Die Beklagte wies den Widerspruch mit Widerspruchsbescheid vom 12.08.2011 zurück. Sie stellte darauf ab, dass es sich bei der Nebentätigkeit des Klägers um keine für einen Rechtsanwalt typische anwaltliche Berufstätigkeit handele. Zu den Kriterien einer anwaltlichen Beschäftigung würden die Tätigkeitsfelder Rechtsgestaltung, Rechtsberatung, Rechtsentscheidung und Rechtsvermittlung gehören. Diese vier Tätigkeitsfelder müssten im Hinblick auf die Befreiung von der Rentenversicherungspflicht kumulativ abgedeckt werden, wobei die Gewichtung der einzelnen Felder in Abhängigkeit von der Art der ausgeübten Beschäftigung unterschiedlich sein könne. Eine solche den vorgenannten Kriterien entsprechende anwaltliche Beschäftigung werde im Rahmen der Teilzeitbeschäftigung als Lehrkraft des Freistaates Bayern nicht ausgeübt. Eine Befreiung von der Rentenversicherungspflicht könne zwar nach § 6 Abs. 5 Satz 1 SGB VI auch auf Tätigkeiten darüber hinaus erstreckt werden, wenn diese infolge ihrer Eigenart oder vertraglich im Voraus zeitlich begrenzt seien und die Versorgungseinrichtung auch während der Ausübung dieser Tätigkeit den Erwerb einkommensbezogener Versorgungsanwartschaften gewährleiste. Durch diese Regelung solle sichergestellt werden, dass die kurzfristige und vorübergehende Ausübung einer anderen Beschäftigung den Betroffenen nicht zu einem Wechsel seines Systems der sozialen Sicherheit zwinge. Dies erfasse jedoch nicht den Kläger, denn sonst würde man für beliebige berufsfremde Nebenbeschäftigungen ein eigenständiges Befreiungsrecht kreieren und diese Nebenbeschäftigungen könnten allein durch die Mitgliedschaften in einem berufsständischen Versorgungswerk der Sozialversicherungspflicht entzogen werden. Dies sei nicht Sinn und Zweck der Ausnahmeregelung des § 6 Abs. 5 Satz 2 SGB VI. Da beim Kläger keine aktuell wirksame Befreiung in der berufsgruppenspezifischen Hauptbeschäftigung vorliege, komme eine Erstreckung der Befreiung nicht in Betracht.

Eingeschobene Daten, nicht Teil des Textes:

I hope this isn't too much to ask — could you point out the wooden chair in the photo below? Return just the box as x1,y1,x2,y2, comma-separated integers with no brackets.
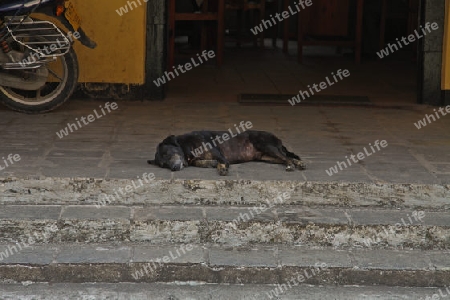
283,0,364,64
225,0,266,48
380,0,419,58
168,0,225,70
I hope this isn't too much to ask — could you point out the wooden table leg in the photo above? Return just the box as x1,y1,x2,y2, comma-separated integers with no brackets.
380,0,387,50
167,0,175,71
216,0,225,67
355,0,364,64
283,0,289,53
297,2,303,64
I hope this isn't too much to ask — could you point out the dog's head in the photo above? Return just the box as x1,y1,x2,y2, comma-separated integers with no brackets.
147,135,187,171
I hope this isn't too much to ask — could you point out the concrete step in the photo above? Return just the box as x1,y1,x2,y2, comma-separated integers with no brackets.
0,243,450,287
0,282,450,300
0,176,450,209
0,204,450,250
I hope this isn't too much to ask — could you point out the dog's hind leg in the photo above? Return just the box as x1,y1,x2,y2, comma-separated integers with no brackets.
192,159,217,168
261,145,302,171
281,146,306,170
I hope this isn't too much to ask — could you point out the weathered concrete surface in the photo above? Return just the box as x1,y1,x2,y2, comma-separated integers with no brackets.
0,103,450,184
0,204,450,250
0,177,450,209
0,282,447,300
0,244,450,286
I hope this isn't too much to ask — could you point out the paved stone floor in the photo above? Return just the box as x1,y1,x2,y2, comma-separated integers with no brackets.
0,48,450,183
0,100,450,183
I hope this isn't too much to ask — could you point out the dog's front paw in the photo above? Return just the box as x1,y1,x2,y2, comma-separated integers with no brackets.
286,164,295,172
293,159,306,170
217,163,228,176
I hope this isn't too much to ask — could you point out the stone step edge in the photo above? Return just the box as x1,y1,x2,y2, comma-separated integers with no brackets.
0,243,450,272
0,282,450,300
0,263,450,287
0,205,450,228
0,178,450,208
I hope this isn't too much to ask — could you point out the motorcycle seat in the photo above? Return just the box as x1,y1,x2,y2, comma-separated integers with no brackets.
0,0,52,13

Hiergegen hat der Kläger mit Schreiben vom 08.09.2011 am 12.09.2011 Klage zum Sozialgericht Nürnberg erhoben. Er hat seine Argumentation dahingehend vertieft, dass bei Ablehnung des Befreiungsantrages die Beiträge des Klägers statt in den Aufbau seines sozialen Sicherungssystems in die gesetzliche Rentenversicherung fließen würden und dort aufgrund fehlender Beitragsmonate - wegen der Befristung der Tätigkeit - keinerlei Anspruch auf Leistungen gegen die Beklagte begründen würden. Damit werde nicht soziale Sicherheit auf-, sondern abgebaut. Dem Kläger sei es ohne Vorliegen einer Versicherungspflicht verwehrt, seine Hauptbeschäftigung davon befreien zu lassen, wie sich in der Vergangenheit gezeigt habe, so dass er die von der Beklagten für erforderlich angesehene Voraussetzung nicht schaffen könne. Der Unterschied zwischen dem selbstständigen an das Versorgungswerk als Pflichtmitglied einzahlenden Rechtsanwalt und dem nichtselbstständigen an das Versorgungswerk als Pflichtmitglied einzahlenden Rechtsanwalt sei jedoch nicht so gravierender Natur, dass dies die Ungleichbehandlung der beiden Rechtsanwälte rechtfertige. Die angegriffene Entscheidung stelle damit auch einen Verstoß gegen den Gleichheitsgrundsatz des Art. 3 Grundgesetz (GG) dar. Wenn schon eine gewährte Befreiung für die Haupttätigkeit als angestellter Rechtsanwalt als eine Ausnahme von der Versicherungspflicht im Falle einer befristeten berufsfremden Nebentätigkeit auf diese erstreckt werden könne, so müsse diese Befreiung erst recht von einer per se nicht versicherungspflichtigen Tätigkeit auf die Nebentätigkeit erstreckt werden können. Die Auslegung der gesetzlichen Vorschriften durch die Beklagte sei daher rechts- und verfassungswidrig.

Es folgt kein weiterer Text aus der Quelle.